Auf meiner täglichen Runde zur Grundbedürfnisbefriedigung – Geld verdienen und Nahrungsbeschaffung – treffe ich seit einiger Zeit einen Menschen. Genauer gesagt ist es ein Mann. Ein noch nicht alter aber auch nicht mehr junger Mann. Er wird um die vierzig sein. Er sitzt jeden Morgen an derselben Stelle, zur selben Zeit. Er scheint auf irgend etwas zu warten. Möglicherweise ist er verabredet. Es verrät ihn dabei aber keine Aufregung oder Vorfreude. Er sitzt einfach nur da, unter einer Brücke, auf einem ob der morgendlichen Frühe noch angeketteten Stuhl, der zum Außenbereich eines Restaurants gehört. Er hat sich da nicht unbedingt ein schönes Plätzchen gesucht. Aber er scheint vollkommen ruhig und zufrieden zu sein.

Falls er wartet, tut er das mit einer ausgesprochenen Gelassenheit und Hingabe, die mir bisweilen abgeht, vor allem beim warten. In mir paart sich beinahe pedantische Pünktlichkeit mit Ungeduld, was bisweilen zu beinahe physischen Beschwerden angesichts des Wartens oder einer unvorhergesehenen Verzögerung führt.
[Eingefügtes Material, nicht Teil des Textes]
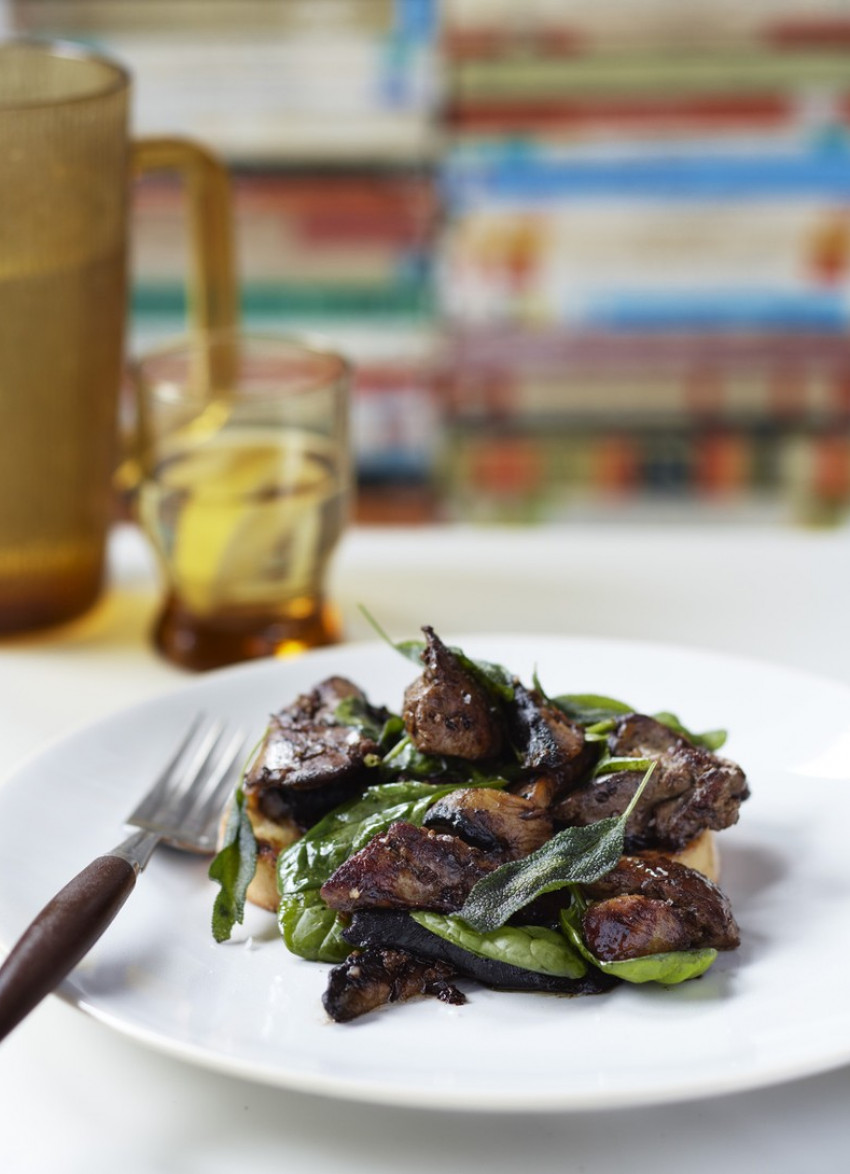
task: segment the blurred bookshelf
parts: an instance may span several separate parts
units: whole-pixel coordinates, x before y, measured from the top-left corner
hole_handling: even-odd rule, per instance
[[[243,319],[356,365],[370,522],[850,506],[850,0],[14,0],[234,182]],[[183,328],[134,190],[130,340]]]

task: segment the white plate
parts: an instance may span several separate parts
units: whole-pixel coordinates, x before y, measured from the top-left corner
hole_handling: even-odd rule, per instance
[[[61,993],[183,1060],[375,1102],[528,1111],[683,1100],[775,1084],[850,1060],[850,689],[774,666],[642,643],[454,637],[553,693],[620,696],[730,730],[753,797],[721,837],[743,944],[680,987],[593,998],[467,987],[463,1007],[414,1000],[331,1024],[328,967],[290,956],[270,915],[216,945],[205,865],[161,850]],[[398,708],[416,668],[383,645],[211,674],[54,745],[0,790],[0,937],[121,836],[198,708],[259,734],[330,673]]]

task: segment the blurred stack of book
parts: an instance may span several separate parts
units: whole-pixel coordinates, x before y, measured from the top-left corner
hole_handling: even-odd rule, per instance
[[[834,517],[850,487],[848,6],[447,11],[458,512]]]
[[[850,500],[850,0],[13,0],[234,176],[244,321],[357,366],[362,515]],[[131,342],[184,322],[135,194]]]

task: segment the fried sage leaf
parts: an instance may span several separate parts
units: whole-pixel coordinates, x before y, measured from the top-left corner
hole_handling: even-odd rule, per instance
[[[460,917],[473,930],[488,933],[545,892],[589,884],[609,872],[622,856],[626,823],[654,769],[653,762],[622,815],[565,828],[537,851],[483,877],[464,902]]]

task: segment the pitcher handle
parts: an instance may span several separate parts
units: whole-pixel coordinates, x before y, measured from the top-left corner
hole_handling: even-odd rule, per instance
[[[187,139],[137,139],[134,175],[175,171],[183,180],[191,234],[189,318],[195,330],[231,330],[237,321],[230,178],[216,156]]]

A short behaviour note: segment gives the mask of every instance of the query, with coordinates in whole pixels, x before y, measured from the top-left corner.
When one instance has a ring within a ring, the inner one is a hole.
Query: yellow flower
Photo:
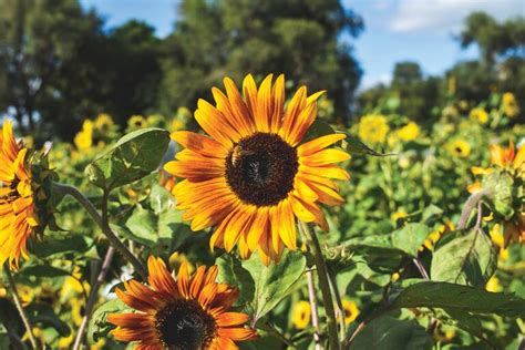
[[[305,329],[310,323],[311,307],[310,302],[301,300],[294,306],[291,311],[291,322],[297,329]]]
[[[172,140],[185,150],[164,169],[184,178],[174,187],[177,208],[193,230],[216,227],[209,246],[243,259],[258,251],[265,265],[279,261],[285,247],[297,249],[297,224],[328,230],[320,204],[344,203],[334,179],[349,179],[337,163],[349,154],[330,146],[343,134],[301,143],[317,117],[317,100],[301,86],[285,107],[285,76],[268,75],[257,87],[224,80],[226,94],[214,87],[216,106],[199,100],[195,119],[210,136],[179,131]]]
[[[147,121],[142,115],[132,115],[127,121],[127,130],[138,130],[147,126]]]
[[[257,338],[249,316],[229,311],[238,289],[217,284],[218,268],[200,266],[191,275],[183,264],[175,279],[159,258],[150,257],[148,285],[124,282],[116,296],[135,312],[110,313],[111,334],[140,349],[236,349],[235,341]]]
[[[488,122],[488,113],[486,113],[483,107],[473,109],[470,116],[481,124],[486,124]]]
[[[350,325],[359,315],[358,305],[351,300],[342,300],[342,310],[344,311],[344,325]]]
[[[85,120],[82,130],[74,137],[74,144],[79,150],[89,150],[93,146],[93,122]]]
[[[398,130],[398,136],[403,141],[413,141],[418,138],[420,133],[421,133],[421,130],[419,125],[415,124],[414,122],[410,122],[409,124]]]
[[[517,104],[516,96],[513,93],[506,92],[502,97],[503,113],[508,117],[515,117],[519,114],[519,105]]]
[[[393,213],[391,216],[390,216],[390,219],[394,223],[397,223],[399,219],[402,219],[404,217],[409,216],[409,214],[406,212],[403,212],[403,210],[400,210],[400,212],[395,212]]]
[[[0,130],[0,266],[18,268],[20,255],[28,258],[29,237],[39,226],[28,148],[13,136],[12,123]]]
[[[95,128],[101,132],[107,132],[114,125],[110,114],[101,113],[95,119]]]
[[[503,290],[503,287],[500,284],[500,279],[496,276],[492,276],[486,282],[485,289],[486,291],[498,292]]]
[[[466,158],[471,154],[471,145],[463,140],[456,140],[449,144],[449,152],[460,158]]]
[[[359,137],[366,143],[383,143],[390,131],[383,115],[366,115],[359,122]]]

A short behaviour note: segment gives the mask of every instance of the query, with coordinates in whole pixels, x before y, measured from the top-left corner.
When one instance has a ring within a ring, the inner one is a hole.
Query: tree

Nicht so bei unserem sanften Riesen. Ich nenne ihn den sanften Riesen, weil er, obgleich von kräftiger Statur, mit seinem jugendlichen Mittelscheitel und einem derart gutmütigen Gesichtsausdruck, der nur schwer die Balance zwischen Gelassenheit, Zufriedenheit, Gleichgültigkeit und Einfältigkeit halten kann, wie ein sanfter Riese aussieht. Ein grundgutmütiger, etwas unbeholfener, tapsiger, grober und doch zärtlich sanfter Riese, der mit seinen riesenhaften Händen kleinen, aus dem Nest gefallenen Vögeln zurück in die Wärme an der mütterlichen Brust hilft.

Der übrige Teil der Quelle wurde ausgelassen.